そこを挫かれたことに対してわたくしは苛立ちを隠しもせず、進路に傘を差し入れたリリラ=リリスに冷たく言い放ちます。
「……すまんな」
「あら、殊勝な態度。それはなんの謝罪ですの?さきほど物言いは下品でも送り出してくれた舌の根も乾かぬうちに、今度は邪魔をしようとするその天邪鬼な性格をですか?いいえ、別に謝ってもらっても仕方ありません。そんなことはどうでもいいです。今更あなたの性格の悪さをとやかく言うつもりはありません。ええ、まったくどうだっていいのです。……だから、その傘をよけてくだいませんか、リリラ=リリス=リリラルル?ちょっと今、おふざけに付き合っているような余裕はないんですの」
「……すまん」
「っっつぅ!だからっ!!……」
ガバリと力任せに傘を払いのけ、睨みつけてやろうと魔女の方にキッと顔を向けます。
あまりに気まぐれな行動にさすがに怒り心頭のわたくしは、その憤りをぶつけるべく口を開いたのですが、そこで黒い幼女がわたくしとまったく同じ感情をわたくし以上の露骨さで浮かべている顔を見て、あとの言葉が継げなくなってしまいました。

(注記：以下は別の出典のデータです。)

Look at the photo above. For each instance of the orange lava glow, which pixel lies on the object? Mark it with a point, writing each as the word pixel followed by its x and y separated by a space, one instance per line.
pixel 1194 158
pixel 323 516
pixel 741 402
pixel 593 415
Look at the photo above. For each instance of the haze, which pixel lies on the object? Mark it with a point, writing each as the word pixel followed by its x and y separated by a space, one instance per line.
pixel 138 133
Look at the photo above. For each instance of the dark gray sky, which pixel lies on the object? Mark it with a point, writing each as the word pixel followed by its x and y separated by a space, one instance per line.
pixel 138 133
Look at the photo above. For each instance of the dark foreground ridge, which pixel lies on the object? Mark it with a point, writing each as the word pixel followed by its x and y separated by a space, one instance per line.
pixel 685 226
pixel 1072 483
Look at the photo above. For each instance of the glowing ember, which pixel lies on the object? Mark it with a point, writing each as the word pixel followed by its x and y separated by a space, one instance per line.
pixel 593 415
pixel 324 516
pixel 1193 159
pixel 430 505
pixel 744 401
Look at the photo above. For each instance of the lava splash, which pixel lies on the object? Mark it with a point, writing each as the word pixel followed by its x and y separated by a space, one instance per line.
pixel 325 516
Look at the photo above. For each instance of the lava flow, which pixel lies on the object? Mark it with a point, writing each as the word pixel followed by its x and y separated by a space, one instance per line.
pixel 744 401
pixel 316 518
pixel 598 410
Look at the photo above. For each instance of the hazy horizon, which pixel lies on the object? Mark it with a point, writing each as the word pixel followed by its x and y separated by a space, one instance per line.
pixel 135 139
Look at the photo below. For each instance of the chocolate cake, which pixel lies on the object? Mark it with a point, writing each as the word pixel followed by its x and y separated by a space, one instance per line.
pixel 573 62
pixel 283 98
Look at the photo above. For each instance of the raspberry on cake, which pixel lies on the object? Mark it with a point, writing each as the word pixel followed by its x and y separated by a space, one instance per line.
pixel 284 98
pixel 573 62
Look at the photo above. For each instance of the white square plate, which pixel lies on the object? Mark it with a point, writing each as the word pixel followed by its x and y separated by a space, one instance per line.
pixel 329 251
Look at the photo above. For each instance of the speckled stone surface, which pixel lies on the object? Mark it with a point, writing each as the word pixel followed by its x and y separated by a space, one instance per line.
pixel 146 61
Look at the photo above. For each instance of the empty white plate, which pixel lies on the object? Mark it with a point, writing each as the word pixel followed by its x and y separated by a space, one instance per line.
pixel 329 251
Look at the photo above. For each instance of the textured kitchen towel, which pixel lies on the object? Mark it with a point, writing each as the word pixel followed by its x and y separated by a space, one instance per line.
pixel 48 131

「……本当に……時代がどれだけ移ろおうとも、人間とはいつまでたっても愚かなもんじゃ……」
「……え?」
「想定していたなかでも限りなく想定外に近いものを引き当ててしまったのぉ。……そうまでして『神』になり替わろうとして、その先に何を求めるというのじゃ……」
「リリラ=リリス?」
わたくしに言っているわけではありません。
真っ直ぐに。
わたくしが踏み出そうとした時と同じように、ただ真っ直ぐイチジ様の背中を見つめ。
けれどその背中にではなく、ここにはいない、どこかの誰かに向かってリリラ=リリスはそう小さく呟くのです。
「一体、な……?」
ドゴォォォォォォォッォォンンンンンンンン!!!
一体、何があったのか……そう尋ねようとした言葉が、突如として響いた大音響と巻き起こった突風によって、またしても継ぎ目を失い、霧散します。
どこか聞き覚えのある音。
どこまでも馴染みのある不吉な予感。
どちらもアレの降臨の際に軽くトラウマ気味に植え付けられてしまった、嫌気たっぷりの記憶を呼び起こすものでした。
「すまんな、小娘。乳揉みは後回しじゃ」
パタン……。
わたくしの行く手と視界を遮っていた黒い傘が閉じられます。
「お主には少々手が余る。下がっておれ」
そうして拡がりを取り戻したわたくしの視界。
そこに映り込んだ幾つかのもの。
わたくしを庇うような位置に躍り出た小さな黒い背中と。
強風に正面から吹かれながらも変わらず巌のように微動だにしない大きな背中。
そして……。
「そうしなければ……死ぬぞ」
キュオオオォォォォォォォンンンンン!!!
再び降臨した天空の覇王・ドラゴンが、大きな大きな翼を広げている神々しい姿でした。